Irish startup AREX, founded in 2014 by two Finns and an Estonian, has put together what they call an Account Receivables Exchange – a solution for short-term borrowing against receivables, a solution which is having a number of competitors like Investly.
AREX works by using your accounts receivables as an asset to borrow against – so say you hit that big deal that’s going to pay out in 60 days, you can take that invoice to AREX where the credit ratings of the two companies are used to create an AREX contract that can be bid on by investors. If enough investors make the market you can receive the invoiced money immediately, at a discount.
A team of serial entrepreneurs with wide-ranging experience in fintech, financial services and database architecture at Maventa (electronic invoicing), Wall Street Systems (FX and treasury), J.P. Morgan and Skype, AREX – which stands for ‘Account Receivables Exchange’ – is working on transforming the way cash-squeezed small- and mid-sized firms access short-term finance.
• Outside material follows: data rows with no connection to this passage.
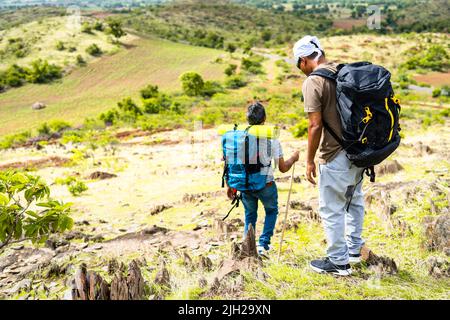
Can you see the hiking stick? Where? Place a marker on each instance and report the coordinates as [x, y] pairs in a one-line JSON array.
[[285, 214]]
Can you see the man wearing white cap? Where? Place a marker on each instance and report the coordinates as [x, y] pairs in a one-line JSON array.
[[337, 174]]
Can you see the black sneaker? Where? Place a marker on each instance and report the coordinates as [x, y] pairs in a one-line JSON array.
[[354, 258], [326, 266]]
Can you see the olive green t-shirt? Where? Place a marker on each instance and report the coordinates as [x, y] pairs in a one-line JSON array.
[[320, 96]]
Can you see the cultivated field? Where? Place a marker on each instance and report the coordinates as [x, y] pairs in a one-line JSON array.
[[89, 90]]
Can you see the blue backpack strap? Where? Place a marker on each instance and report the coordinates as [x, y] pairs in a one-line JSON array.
[[225, 166], [247, 156]]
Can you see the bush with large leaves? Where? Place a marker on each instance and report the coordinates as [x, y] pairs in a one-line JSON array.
[[26, 210]]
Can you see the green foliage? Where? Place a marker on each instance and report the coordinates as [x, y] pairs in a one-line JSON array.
[[435, 58], [14, 76], [16, 47], [18, 221], [431, 120], [235, 82], [436, 92], [14, 140], [231, 47], [192, 84], [110, 117], [149, 91], [300, 130], [252, 64], [43, 72], [231, 69], [44, 129], [60, 46], [115, 29], [210, 88], [129, 108], [80, 60], [94, 50], [86, 28], [98, 26], [76, 188]]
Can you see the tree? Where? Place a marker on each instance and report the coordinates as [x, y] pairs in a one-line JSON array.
[[231, 69], [42, 72], [94, 50], [17, 221], [149, 91], [128, 107], [115, 29], [192, 84]]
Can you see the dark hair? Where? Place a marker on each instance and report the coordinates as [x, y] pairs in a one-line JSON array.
[[312, 56], [256, 114]]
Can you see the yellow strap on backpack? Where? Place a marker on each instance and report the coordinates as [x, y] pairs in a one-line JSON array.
[[262, 131]]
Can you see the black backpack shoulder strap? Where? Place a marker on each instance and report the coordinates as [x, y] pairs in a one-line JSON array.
[[324, 73], [328, 74]]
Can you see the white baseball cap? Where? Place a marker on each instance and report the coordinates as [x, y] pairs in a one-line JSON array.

“AREX are yet another example of the ambition and brilliance of execution so evident in the Nordic fintech sector right now. They are a team with proven pedigree and a huge mission in a market that’s poised for enormous change – and we’re very excited to be working with them,” said LocalGlobe’s Robin Klein.
A perfect storm of sector trends has converged to create an increasingly difficult trading environment for SMBs globally. First, since the credit crunch, measures introduced to strengthen the regulation, risk management and supervision of the banking sector have choked off the supply of money banks have available to lend to businesses, reducing by around 50 percent the cash loaned to SMBs annually.
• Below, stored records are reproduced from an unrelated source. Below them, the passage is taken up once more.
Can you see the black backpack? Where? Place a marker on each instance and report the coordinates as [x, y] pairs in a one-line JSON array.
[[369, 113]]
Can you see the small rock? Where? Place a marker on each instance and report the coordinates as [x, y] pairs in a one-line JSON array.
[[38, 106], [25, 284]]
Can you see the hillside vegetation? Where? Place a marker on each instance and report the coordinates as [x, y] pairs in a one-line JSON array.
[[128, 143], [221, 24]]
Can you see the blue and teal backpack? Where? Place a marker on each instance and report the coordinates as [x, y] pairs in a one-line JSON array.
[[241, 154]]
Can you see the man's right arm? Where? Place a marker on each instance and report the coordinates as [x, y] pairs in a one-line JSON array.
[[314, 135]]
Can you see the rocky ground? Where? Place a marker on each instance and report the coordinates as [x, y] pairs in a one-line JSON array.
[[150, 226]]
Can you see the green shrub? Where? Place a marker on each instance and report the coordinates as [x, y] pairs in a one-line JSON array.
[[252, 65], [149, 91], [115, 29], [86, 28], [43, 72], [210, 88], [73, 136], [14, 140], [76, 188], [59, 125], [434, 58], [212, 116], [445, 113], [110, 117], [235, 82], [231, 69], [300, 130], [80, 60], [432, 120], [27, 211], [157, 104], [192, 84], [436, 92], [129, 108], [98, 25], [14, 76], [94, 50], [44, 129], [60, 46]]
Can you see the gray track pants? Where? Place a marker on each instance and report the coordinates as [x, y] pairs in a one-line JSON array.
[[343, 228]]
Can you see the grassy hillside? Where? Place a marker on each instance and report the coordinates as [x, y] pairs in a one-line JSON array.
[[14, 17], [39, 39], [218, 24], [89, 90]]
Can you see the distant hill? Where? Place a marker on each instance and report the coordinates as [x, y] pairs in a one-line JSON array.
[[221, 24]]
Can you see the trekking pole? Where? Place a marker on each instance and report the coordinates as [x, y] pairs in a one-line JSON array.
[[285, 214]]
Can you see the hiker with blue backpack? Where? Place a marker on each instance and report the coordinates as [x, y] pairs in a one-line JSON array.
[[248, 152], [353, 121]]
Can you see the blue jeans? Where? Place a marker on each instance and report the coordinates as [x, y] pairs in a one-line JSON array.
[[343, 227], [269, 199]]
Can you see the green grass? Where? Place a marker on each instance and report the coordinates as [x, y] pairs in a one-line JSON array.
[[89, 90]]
Many of the larger players have extended their own payment terms, meaning that SMBs are increasingly facing situations in which their suppliers are asking to be paid immediately, whereas their customers are taking 90 days to pay them.
Creating new asset class
SMBs are increasingly finding that borrowing against unpaid invoices is one of the most effective ways to enhance their cash flow, said AREX’s founding CEO Kim Forsman. “The factoring industry – already a $2tn market globally – is one which has remained largely manual and little-changed by technology, with SMBs obliged to sell their invoices via intermediaries at hugely disadvantageous terms.”
With less than 3 percent of invoices worldwide sold to factoring companies today, the global factoring market could be growing to be worth up to $70tn, said Timo Ahopelto, Founding Partner at lead investors Lifeline Ventures.
“Kim and the team are building an entirely new asset class, that is both a new model for investors, enabling them to participate in SMB financing in a way that simply wasn’t possible before, and a critically important way for small and medium businesses – potentially across the world – to release their working capital,” Ahopelto said.